We’ve been searching the cause for sporadic name resolution errors for quite some time now – “sporadic error” in terms of incorrect name resolution and dying named processes once or twice in a couple of weeks, nothing you’d track down easily. We weren’t able to reproduce the error, but we got lucky and (at that time unknowingly) hit another symptom of the same error cause and were finally able to track things down.
For years, we’ve been running our “named” processes against LDAP, using the so-called “SDB:LDAP” interface. The DNS data is stored in a hierarchical LDAP tree, with manual and automatic updates of that data by our systems management automation processes. When using SDB, every DNS lookup leads to a data back-end lookup, there’s no need to “export” data into named zone files once the data was changed in the back-end storage. The DNS environment is spread across various servers, all those name server processes have an LDAP server close by, avoiding SPOFs. Distribution of the data is handled by OpenLDAP’s replication mechanisms.

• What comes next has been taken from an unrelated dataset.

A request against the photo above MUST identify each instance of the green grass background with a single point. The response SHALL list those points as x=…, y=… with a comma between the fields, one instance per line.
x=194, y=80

We’re using the SDB-LDAP implementation, which was the only suitable one at that time. It comes as “contributed software” and is not that well maintained as the BIND software itself – which didn’t look like a big problem.
We’ve noticed spurious false replies to our DNS queries, perhaps once or twice a month. And those were noticed only when i.e. ssh reported that the server key had changed while contacting a certain host – a false alert, obviously, as the immediate retry to set up the ssh session worked flawless and the key file was unchanged on the server (as was the known keys file on the client).
Sometimes, the named process dropped dead without obvious cause.
Lately, we’ve received quite a few syslog entries from the named processes that the LDAP server had to be reconnected. Checking the LDAP server manually didn’t reveal such problems at all.
We had had a few glimpses at a more modern LDAP integration (bind-dlz) for our named, and had seen that some (unstable) updates were available for SDB:LDAP, too. The change log pointed out that multi-threading issues were fixed, which got our attention: Quite obviously, our nameds are running multi-threaded (checked that via “ps”), so we turned that off (or rather limited that to a single thread, via the “-n 1” command line option for named).
Ever since, we’ve had no more spurious reconnects to the LDAP server and the named process looks stable. Sample time is a bit short, but I’m sure that even within the next weeks we won’t see any false resolutions no more, either.
PS: No, not actually closed. We’ll for sure be having a real close look at the newer back-end “bind-dlz” and its LDAP approach. The first “glimpse” made us feel a bit uneasy, but I’ll let you know how things went as soon as we have finished our tests.